Created on 16. September 2021

E-Akte Bund

The Prussian Cultural Heritage Foundation (SPK) unites museums, libraries, archives and scientific institutes under one roof. Its holdings and collections contain unique testimonies to the history of mankind and form the basis of intensive research and outreach work. The SPK is a federal foundation under public law with headquarters in Berlin and currently employs around 2,000 people. This makes it the largest employer in the cultural sector in Germany. The federal government and all 16 federal states jointly finance the foundation and also cooperate in its committees.

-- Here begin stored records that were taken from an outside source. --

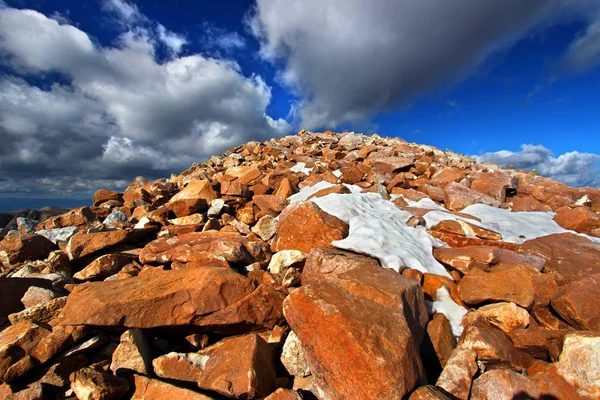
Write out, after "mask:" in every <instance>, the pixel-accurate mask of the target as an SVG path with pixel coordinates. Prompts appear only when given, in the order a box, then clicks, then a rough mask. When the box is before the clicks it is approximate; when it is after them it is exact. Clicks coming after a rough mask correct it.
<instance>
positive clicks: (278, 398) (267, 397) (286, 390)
mask: <svg viewBox="0 0 600 400" xmlns="http://www.w3.org/2000/svg"><path fill="white" fill-rule="evenodd" d="M265 400H302V396H300V394H299V393H298V392H296V391H295V390H290V389H284V388H279V389H277V390H276V391H274V392H273V393H271V394H270V395H268V396H267V397H265Z"/></svg>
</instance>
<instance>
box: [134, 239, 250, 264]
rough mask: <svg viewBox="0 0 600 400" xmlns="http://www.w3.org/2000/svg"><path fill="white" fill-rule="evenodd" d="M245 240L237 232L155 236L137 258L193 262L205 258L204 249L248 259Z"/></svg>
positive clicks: (213, 252) (205, 258)
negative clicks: (138, 256) (159, 237)
mask: <svg viewBox="0 0 600 400" xmlns="http://www.w3.org/2000/svg"><path fill="white" fill-rule="evenodd" d="M247 243H248V241H247V240H246V239H245V238H244V237H243V236H242V235H240V234H239V233H237V232H217V231H206V232H192V233H187V234H183V235H181V236H177V237H172V238H159V239H157V240H155V241H153V242H150V243H149V244H148V245H146V247H144V248H143V249H142V251H141V252H140V256H139V257H140V262H142V263H144V264H146V263H167V262H174V261H178V262H184V263H187V262H194V261H203V260H205V259H206V253H210V254H213V255H216V256H221V257H224V258H225V259H226V260H227V261H228V262H242V263H251V262H253V261H254V260H253V258H252V256H251V254H250V253H249V251H248V249H247V248H246V247H245V246H244V245H245V244H247Z"/></svg>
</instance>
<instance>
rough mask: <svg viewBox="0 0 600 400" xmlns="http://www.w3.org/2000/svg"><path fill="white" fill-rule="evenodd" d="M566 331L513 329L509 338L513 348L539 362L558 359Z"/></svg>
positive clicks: (526, 329) (510, 334) (539, 328)
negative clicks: (526, 353)
mask: <svg viewBox="0 0 600 400" xmlns="http://www.w3.org/2000/svg"><path fill="white" fill-rule="evenodd" d="M566 333H567V331H565V330H563V331H555V330H550V329H545V328H543V327H534V326H532V327H529V328H528V329H523V328H521V329H514V330H513V331H511V332H509V336H510V338H511V340H512V341H513V343H514V345H515V347H517V348H518V349H521V350H523V351H524V352H526V353H528V354H530V355H531V356H532V357H535V358H537V359H539V360H552V361H555V360H557V359H558V355H559V353H560V350H561V348H562V343H563V338H564V336H565V334H566Z"/></svg>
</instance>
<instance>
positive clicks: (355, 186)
mask: <svg viewBox="0 0 600 400" xmlns="http://www.w3.org/2000/svg"><path fill="white" fill-rule="evenodd" d="M332 186H335V185H334V184H333V183H329V182H327V181H321V182H317V183H315V184H314V185H312V186H308V187H305V188H304V189H302V190H301V191H299V192H298V193H296V194H294V195H291V196H290V197H288V200H289V201H290V203H295V202H297V201H305V200H306V199H308V198H309V197H310V196H312V195H313V194H315V193H317V192H318V191H320V190H323V189H328V188H330V187H332ZM344 186H346V187H347V188H348V189H350V192H352V193H361V191H362V189H361V188H360V187H358V186H356V185H347V184H344Z"/></svg>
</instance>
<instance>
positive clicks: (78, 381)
mask: <svg viewBox="0 0 600 400" xmlns="http://www.w3.org/2000/svg"><path fill="white" fill-rule="evenodd" d="M69 379H70V380H71V389H72V390H73V392H74V393H75V395H76V396H77V398H78V399H81V400H113V399H119V398H120V397H122V396H123V395H124V394H125V393H127V392H128V391H129V383H128V382H127V380H126V379H123V378H119V377H116V376H114V375H111V374H109V373H106V372H102V371H98V370H96V369H93V368H90V367H85V368H82V369H80V370H79V371H75V372H73V373H72V374H71V376H70V377H69Z"/></svg>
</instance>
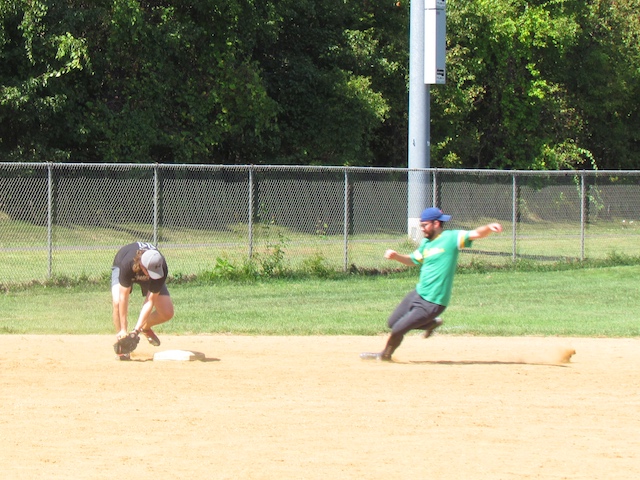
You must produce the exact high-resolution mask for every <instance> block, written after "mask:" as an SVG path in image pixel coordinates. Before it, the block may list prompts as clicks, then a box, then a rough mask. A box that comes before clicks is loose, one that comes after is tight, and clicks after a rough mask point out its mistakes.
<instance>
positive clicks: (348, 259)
mask: <svg viewBox="0 0 640 480" xmlns="http://www.w3.org/2000/svg"><path fill="white" fill-rule="evenodd" d="M349 221H350V220H349V172H347V169H346V168H345V170H344V219H343V222H344V226H343V228H342V231H343V235H344V264H343V267H342V270H343V271H344V272H346V271H347V270H348V268H349Z"/></svg>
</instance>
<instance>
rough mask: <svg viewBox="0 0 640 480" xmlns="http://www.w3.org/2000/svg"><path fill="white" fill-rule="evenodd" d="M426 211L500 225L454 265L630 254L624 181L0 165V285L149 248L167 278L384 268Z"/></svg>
mask: <svg viewBox="0 0 640 480" xmlns="http://www.w3.org/2000/svg"><path fill="white" fill-rule="evenodd" d="M416 173H418V174H419V175H418V176H416ZM415 178H419V179H420V180H419V181H420V185H419V187H420V188H419V189H418V190H419V191H420V192H421V193H422V194H421V196H420V198H419V199H416V198H412V199H409V198H408V193H407V192H408V191H410V190H411V191H415V190H416V189H415V184H412V187H414V188H412V189H409V182H410V181H411V182H414V181H415ZM432 204H435V205H438V206H440V207H441V208H442V209H443V210H444V211H445V212H447V213H450V214H452V215H453V220H452V221H451V222H450V223H449V224H448V225H447V228H463V229H471V228H475V227H476V226H478V225H481V224H484V223H487V222H489V221H499V222H501V223H502V224H503V226H504V227H505V231H504V233H503V234H501V235H494V236H491V237H489V238H487V239H483V240H482V241H481V242H478V244H477V247H476V248H474V249H471V250H469V251H467V252H466V253H465V254H464V255H463V256H462V257H461V262H471V261H482V262H485V263H492V264H495V263H504V262H513V261H515V260H517V259H521V258H528V259H531V260H532V261H558V260H563V259H568V260H583V259H585V258H603V257H606V256H608V255H615V254H624V255H633V256H636V255H639V254H640V246H638V243H639V242H638V241H637V240H638V235H639V233H640V231H639V228H638V227H639V226H640V219H639V218H638V217H639V216H640V214H639V213H638V212H640V172H637V171H600V172H597V171H557V172H556V171H554V172H532V171H498V170H455V169H425V170H408V169H400V168H397V169H396V168H358V167H301V166H230V165H159V164H144V165H141V164H60V163H0V255H1V258H2V262H0V284H12V283H23V282H29V281H33V280H36V281H41V280H45V279H48V278H51V277H55V276H71V277H77V276H86V277H87V278H102V277H105V278H106V277H107V276H108V272H109V270H110V265H111V261H112V259H113V256H114V255H115V252H116V251H117V249H118V248H119V247H120V246H121V245H124V244H125V243H129V242H132V241H135V240H142V241H151V242H153V243H156V244H157V245H158V248H159V249H160V250H161V251H162V252H163V253H164V254H165V256H166V257H167V261H168V263H169V269H170V275H171V276H187V275H193V274H198V273H201V272H205V271H213V270H216V269H224V268H236V267H237V266H238V265H241V264H243V262H248V261H249V260H251V261H252V262H255V263H257V264H261V265H262V266H263V267H266V266H271V267H274V264H277V265H276V266H280V267H282V266H285V267H287V268H307V267H310V266H311V267H312V266H314V265H315V266H316V267H317V266H318V265H322V266H323V267H324V268H329V269H335V270H348V269H350V268H359V269H376V268H387V267H389V266H390V265H389V263H388V261H385V260H384V259H383V258H382V255H383V252H384V250H385V249H386V248H395V249H398V250H402V251H405V252H408V251H410V250H411V249H412V248H413V243H414V242H413V241H412V239H415V238H416V237H417V236H418V233H417V229H416V228H415V219H413V220H412V219H410V218H408V216H409V213H408V212H410V211H411V212H413V211H415V210H416V208H415V207H416V205H417V206H418V210H420V209H422V208H423V207H425V206H430V205H432ZM409 207H412V208H409Z"/></svg>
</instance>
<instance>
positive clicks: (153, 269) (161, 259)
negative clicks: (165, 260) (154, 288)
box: [140, 250, 164, 280]
mask: <svg viewBox="0 0 640 480" xmlns="http://www.w3.org/2000/svg"><path fill="white" fill-rule="evenodd" d="M163 261H164V258H163V257H162V255H161V254H160V252H159V251H157V250H147V251H146V252H144V253H143V254H142V256H141V257H140V263H141V264H142V266H143V267H144V268H146V269H147V271H148V272H149V277H150V278H152V279H153V280H157V279H159V278H162V277H164V269H163V268H162V263H163Z"/></svg>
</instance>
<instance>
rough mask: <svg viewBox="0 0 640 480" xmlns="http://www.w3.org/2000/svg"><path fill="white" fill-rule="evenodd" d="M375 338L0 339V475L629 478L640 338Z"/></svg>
mask: <svg viewBox="0 0 640 480" xmlns="http://www.w3.org/2000/svg"><path fill="white" fill-rule="evenodd" d="M384 339H385V337H384V336H375V335H374V336H302V337H299V336H293V337H285V336H248V335H247V336H236V335H193V336H177V335H176V336H171V335H162V340H163V344H162V345H161V346H160V347H158V348H154V347H151V346H149V345H148V344H146V343H145V344H144V345H143V344H142V342H141V344H140V346H139V347H138V349H137V350H136V351H135V352H134V353H133V354H132V361H131V362H115V361H114V358H113V353H112V352H111V351H110V349H111V343H112V342H113V335H21V334H10V335H0V363H1V364H2V368H1V369H0V408H1V409H2V415H0V439H1V440H0V443H1V448H0V466H1V467H2V468H1V470H2V474H1V476H2V478H6V479H35V478H38V479H47V480H51V479H65V480H66V479H70V478H73V479H92V480H94V479H109V480H111V479H114V478H128V479H136V480H147V479H149V480H151V479H174V478H181V479H265V480H266V479H331V478H333V479H361V478H397V479H632V478H640V453H639V452H640V415H638V412H640V396H639V395H638V393H639V387H640V377H639V376H638V365H640V339H638V338H563V337H503V338H494V337H472V336H449V335H438V334H436V335H435V336H434V337H432V338H430V339H428V340H423V339H421V338H420V337H419V336H417V335H416V336H408V337H407V338H406V340H405V342H404V343H403V344H402V346H401V347H400V349H399V350H398V351H397V352H396V355H395V360H396V361H395V362H394V363H381V362H376V361H373V362H367V361H362V360H360V358H359V356H358V354H359V353H360V352H362V351H367V350H377V349H380V348H381V347H382V345H383V343H384ZM172 349H178V350H190V351H197V352H200V353H203V354H204V356H205V360H198V361H191V362H189V361H181V362H179V361H154V360H153V354H154V352H158V351H163V350H172ZM573 350H575V354H574V355H572V356H571V354H572V352H573Z"/></svg>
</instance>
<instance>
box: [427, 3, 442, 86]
mask: <svg viewBox="0 0 640 480" xmlns="http://www.w3.org/2000/svg"><path fill="white" fill-rule="evenodd" d="M424 10H425V12H424V34H425V35H424V37H425V42H424V83H426V84H429V85H439V84H444V83H445V82H446V79H447V76H446V69H445V52H446V41H447V40H446V33H447V21H446V0H425V3H424Z"/></svg>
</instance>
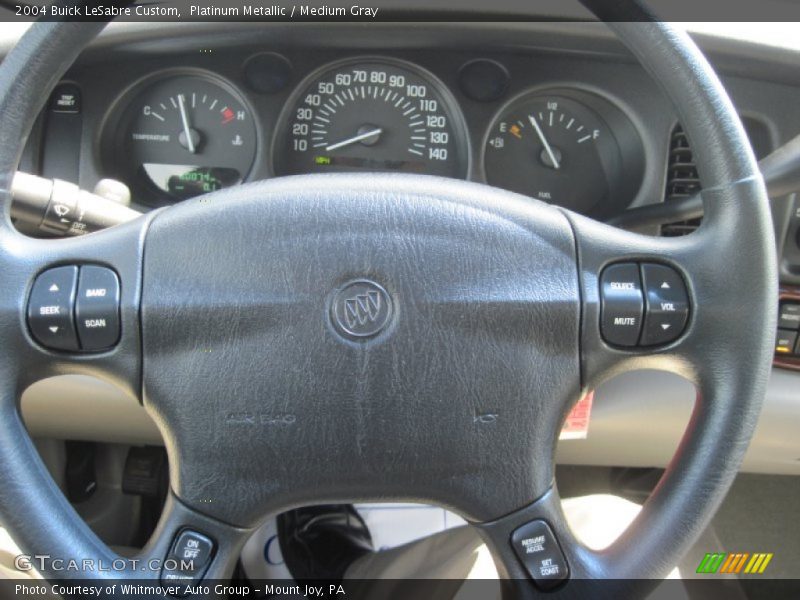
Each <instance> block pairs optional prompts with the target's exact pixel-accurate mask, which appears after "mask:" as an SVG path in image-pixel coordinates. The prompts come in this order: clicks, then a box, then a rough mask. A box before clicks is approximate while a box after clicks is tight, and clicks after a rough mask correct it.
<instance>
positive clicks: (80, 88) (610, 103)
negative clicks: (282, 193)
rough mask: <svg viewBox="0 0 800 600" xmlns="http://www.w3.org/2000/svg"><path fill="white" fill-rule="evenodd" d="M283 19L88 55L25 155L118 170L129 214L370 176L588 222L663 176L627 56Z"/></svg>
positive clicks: (48, 161) (39, 127) (642, 74)
mask: <svg viewBox="0 0 800 600" xmlns="http://www.w3.org/2000/svg"><path fill="white" fill-rule="evenodd" d="M297 29H298V30H305V31H307V32H308V35H298V37H297V39H293V40H291V42H286V41H284V42H283V43H279V44H276V45H269V46H266V45H264V44H258V43H247V42H244V43H238V44H232V43H231V41H230V40H228V41H226V42H225V43H213V42H210V43H209V42H206V41H203V40H201V39H193V40H191V41H190V40H188V39H181V40H177V41H176V43H175V44H174V46H175V47H174V48H169V49H168V50H167V51H154V50H149V49H144V48H137V49H136V51H135V52H133V51H130V49H129V48H120V47H119V46H115V47H114V48H112V49H110V50H109V52H108V53H104V56H103V57H102V60H101V59H99V58H98V57H96V56H95V57H92V55H91V54H90V55H89V56H88V57H87V58H86V59H85V60H84V61H82V62H81V63H79V64H78V65H76V67H75V68H73V69H72V71H71V72H70V73H69V74H68V76H67V78H65V80H64V81H63V82H62V83H61V85H60V86H59V87H58V88H57V89H56V93H55V95H54V96H53V98H52V99H51V102H50V104H49V108H48V109H47V110H46V111H45V113H44V114H43V115H42V118H41V119H40V123H39V125H38V132H37V133H38V136H39V144H38V147H37V144H29V145H30V146H33V147H32V148H31V150H30V151H29V153H28V157H29V162H28V165H24V166H26V167H27V168H28V169H30V170H33V171H34V172H39V173H40V174H42V175H44V176H47V177H57V178H60V179H66V180H69V181H74V182H76V183H79V184H80V185H82V186H84V187H89V188H91V187H93V185H94V184H95V183H96V182H97V181H98V180H99V179H101V178H103V177H111V178H115V179H118V180H120V181H122V182H124V183H125V184H127V185H128V186H129V188H130V189H131V192H132V197H133V200H134V203H135V205H136V207H137V208H141V209H143V210H148V209H153V208H158V207H162V206H168V205H170V204H173V203H175V202H179V201H182V200H185V199H188V198H192V197H195V196H197V195H200V194H202V193H205V192H209V191H213V190H217V189H220V188H224V187H228V186H231V185H238V184H241V183H246V182H250V181H257V180H262V179H266V178H271V177H279V176H287V175H297V174H306V173H317V172H319V173H325V172H334V171H384V172H410V173H423V174H430V175H437V176H443V177H451V178H457V179H465V180H471V181H476V182H481V183H488V184H489V185H493V186H496V187H501V188H504V189H508V190H511V191H514V192H517V193H520V194H522V195H525V196H528V197H532V198H537V199H539V200H543V201H545V202H549V203H553V204H557V205H559V206H563V207H566V208H569V209H572V210H576V211H578V212H581V213H583V214H586V215H589V216H593V217H596V218H601V219H602V218H606V217H609V216H612V215H614V214H616V213H618V212H620V211H622V210H624V209H625V208H626V207H628V206H630V205H635V204H636V203H637V200H638V203H647V202H648V201H652V200H651V199H652V198H653V197H654V194H653V191H654V190H655V189H657V188H658V187H660V186H661V185H662V184H663V177H662V176H663V173H664V167H663V165H664V164H665V163H664V162H663V161H664V158H665V153H666V152H667V151H668V148H667V147H666V145H665V144H664V141H665V140H667V139H668V136H669V132H670V130H671V128H672V127H673V126H674V125H675V117H674V116H673V115H672V114H671V113H670V112H669V110H666V109H667V106H665V105H664V100H663V97H662V95H661V94H660V92H659V91H658V90H657V89H656V88H654V87H653V86H652V82H650V81H649V79H648V77H647V75H646V74H645V73H644V72H642V71H641V69H640V68H638V67H637V66H636V65H635V64H632V63H630V62H629V60H630V59H627V60H626V61H624V62H623V63H619V62H617V61H612V60H609V58H608V57H603V56H599V57H595V59H594V60H592V61H591V62H587V61H586V57H580V58H578V57H574V56H570V54H569V53H553V52H552V50H548V51H547V52H546V53H545V52H542V51H541V50H539V51H532V50H528V51H526V52H520V51H519V49H513V50H511V49H503V48H481V49H473V48H470V47H458V46H457V45H456V46H449V47H448V48H447V49H446V50H442V49H441V48H425V46H426V45H428V44H431V45H432V44H433V43H434V42H435V38H433V37H432V38H431V39H429V40H428V41H427V43H423V44H422V47H420V44H419V40H417V41H416V42H412V41H410V40H405V39H403V37H402V36H400V35H396V36H395V38H394V39H392V40H390V43H388V44H386V43H384V44H377V43H376V44H374V45H373V44H365V43H364V42H363V41H360V43H359V44H358V47H347V40H348V38H350V37H351V36H350V32H352V31H353V30H357V29H358V27H356V26H353V25H350V26H330V27H328V28H327V30H326V31H325V32H324V34H323V33H322V32H321V29H320V28H314V27H305V28H304V27H302V26H301V27H298V28H297ZM371 29H375V27H371ZM422 29H424V27H423V28H422ZM429 35H430V34H429ZM300 38H302V40H301V39H300ZM383 41H384V42H386V41H387V40H386V38H384V39H383ZM162 43H163V42H162ZM109 54H110V55H111V56H109ZM62 96H64V97H66V98H67V99H66V100H61V97H62ZM70 97H75V98H78V99H79V103H78V105H77V106H71V105H69V102H70V101H69V98H70ZM60 100H61V105H60V104H59V101H60ZM64 104H66V105H67V106H66V110H65V109H64V106H62V105H64ZM648 163H650V164H651V165H657V166H658V168H656V169H655V170H654V171H653V175H651V176H650V177H648V176H647V173H648Z"/></svg>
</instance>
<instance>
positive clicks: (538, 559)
mask: <svg viewBox="0 0 800 600" xmlns="http://www.w3.org/2000/svg"><path fill="white" fill-rule="evenodd" d="M511 544H512V546H513V548H514V552H515V553H516V555H517V558H519V560H520V561H521V562H522V564H523V565H524V566H525V569H526V570H527V571H528V574H529V575H530V576H531V578H532V579H533V581H534V583H535V584H536V585H537V587H539V588H540V589H542V590H549V589H552V588H554V587H555V586H557V585H558V584H559V583H561V582H562V581H564V580H565V579H566V578H567V577H569V567H568V565H567V560H566V558H564V554H563V552H561V548H560V547H559V546H558V542H557V541H556V537H555V535H553V531H552V530H551V529H550V526H549V525H548V524H547V523H545V522H544V521H531V522H530V523H528V524H527V525H523V526H522V527H520V528H518V529H517V530H516V531H514V533H513V534H512V535H511Z"/></svg>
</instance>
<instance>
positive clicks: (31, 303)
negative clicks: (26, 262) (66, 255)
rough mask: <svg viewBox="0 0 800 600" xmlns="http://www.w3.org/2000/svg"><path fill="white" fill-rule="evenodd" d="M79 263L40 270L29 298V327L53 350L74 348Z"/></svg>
mask: <svg viewBox="0 0 800 600" xmlns="http://www.w3.org/2000/svg"><path fill="white" fill-rule="evenodd" d="M77 287H78V267H57V268H55V269H48V270H47V271H44V272H43V273H41V274H40V275H39V276H38V277H37V278H36V281H35V282H34V283H33V289H32V290H31V295H30V298H29V299H28V327H30V329H31V333H32V334H33V337H34V338H36V340H37V341H38V342H39V343H40V344H42V345H43V346H45V347H47V348H52V349H54V350H77V349H78V336H77V335H76V333H75V324H74V323H73V321H72V311H73V308H74V306H75V292H76V288H77Z"/></svg>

The introduction of the federal electronic records management system forms a central building block within the SPK's digital strategy. Due to its organizational structure, which comprises five relatively autonomous institutions with different locations and at the same time bundles certain tasks centrally, the SPK will benefit in particular from the introduction of the electronic records management system. Document-based business processes can finally be carried out digitally across all locations. Collaboration on documents will become easier, and e-mail inboxes and file systems will be relieved. At the same time, the structure of the SPK presents the project with the challenge of finding an appropriate balance between central requirements and local regulatory competencies, so that the e-file has the lowest possible barriers to entry and can be used profitably by all employees.


Within the SPK, the "Geheimes Staatsarchiv Preußischer Kulturbesitz" (Prussian Cultural Heritage Secret State Archive) has taken over the lead for the introduction process. In the first half of 2021, the successful piloting took place in selected organizational units. In the meantime, 100 employees are working productively with the system. The next milestone is the start of the roll-out, which everyone involved hopes will quickly overcome the media disruptions that still exist.